Per questo abbiamo operato una riformulazione terminologica per nulla scontata. Abbiamo sostituito il termine “parrocchia missionaria”, che rischia di diventare uno slogan bello ma paralizzante, perché vuoto di prospettive pratiche, con quello pratico, ma altrettanto carico di valore, di “parrocchie generative”. Dentro la situazione attuale delle parrocchie, pur continuando ad accompagnare qualcosa che sta andando alla fine, inserire gesti e parole generativi: questo è missionario. Dove si genera vita, c’è missionarietà, anche se non strutturata. Vita del Vangelo e vita umana. Questi segni generativi li abbiamo percepiti, raccontati, nominati, estratti come criteri di cammino. Da qui il titolo del libro.
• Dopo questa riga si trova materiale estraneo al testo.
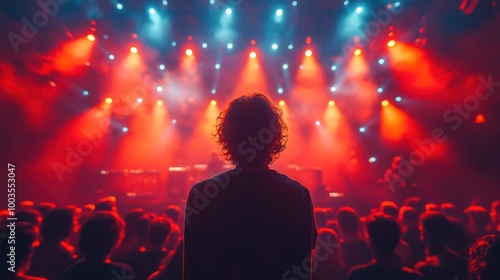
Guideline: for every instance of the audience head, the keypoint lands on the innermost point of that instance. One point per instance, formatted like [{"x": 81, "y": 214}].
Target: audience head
[
  {"x": 26, "y": 238},
  {"x": 158, "y": 231},
  {"x": 107, "y": 203},
  {"x": 251, "y": 116},
  {"x": 389, "y": 208},
  {"x": 436, "y": 229},
  {"x": 348, "y": 220},
  {"x": 58, "y": 225},
  {"x": 484, "y": 258},
  {"x": 100, "y": 234},
  {"x": 383, "y": 234},
  {"x": 173, "y": 212}
]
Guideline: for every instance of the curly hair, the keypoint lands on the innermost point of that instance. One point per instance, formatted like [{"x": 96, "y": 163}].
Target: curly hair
[{"x": 251, "y": 130}]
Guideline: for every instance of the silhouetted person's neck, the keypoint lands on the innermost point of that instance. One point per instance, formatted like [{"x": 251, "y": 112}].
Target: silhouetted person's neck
[{"x": 252, "y": 166}]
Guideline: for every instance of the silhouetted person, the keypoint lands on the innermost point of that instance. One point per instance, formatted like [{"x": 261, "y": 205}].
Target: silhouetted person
[
  {"x": 383, "y": 236},
  {"x": 410, "y": 233},
  {"x": 329, "y": 259},
  {"x": 251, "y": 222},
  {"x": 26, "y": 235},
  {"x": 355, "y": 250},
  {"x": 100, "y": 234},
  {"x": 148, "y": 261},
  {"x": 53, "y": 255},
  {"x": 484, "y": 258},
  {"x": 441, "y": 262}
]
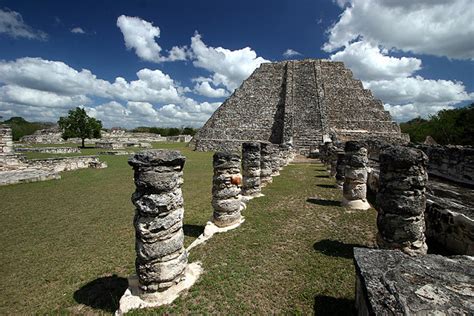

Questa generatività va messa in atto in due direzioni: come offerta di nutrimento della fede di coloro che appartengono alla comunità cristiana, i battezzati, ma poi anche come offerta di fiducia e speranza per tutti coloro che abitano i territori geografici umani, dove è presente la comunità, anche se non aderiscono alla fede. Si tratta di nutrire la fede discepolare (consapevole o abitudinaria che sia) e favorire la fede elementare, di tutti.
Entrambe queste offerte di vita sono missionarie. La prima forma perché aiuta a ridiventare ogni giorno credenti, rimanendo aperti alle novità di Dio; la seconda forma di missionarietà è caratterizzata da un interesse disinteressato, che nasce semplicemente da un amore per le persone. La prima mira a generare discepoli e a rigenerare la Chiesa, la seconda si pone gratuitamente a servizio del Regno.
Alla fine, non consegniamo dei libri, ma uno sguardo, uno sguardo di speranza affidabile, che sceglie di mettersi a servizio dello Spirito. Non esiste più la “parrocchia tridentina”, non esiste ancora la “parrocchia missionaria”. Ma anche senza un modello sicuro in tante comunità parrocchiali il processo di una nuova germinazione è già avviato, bisogna favorirlo con pazienza.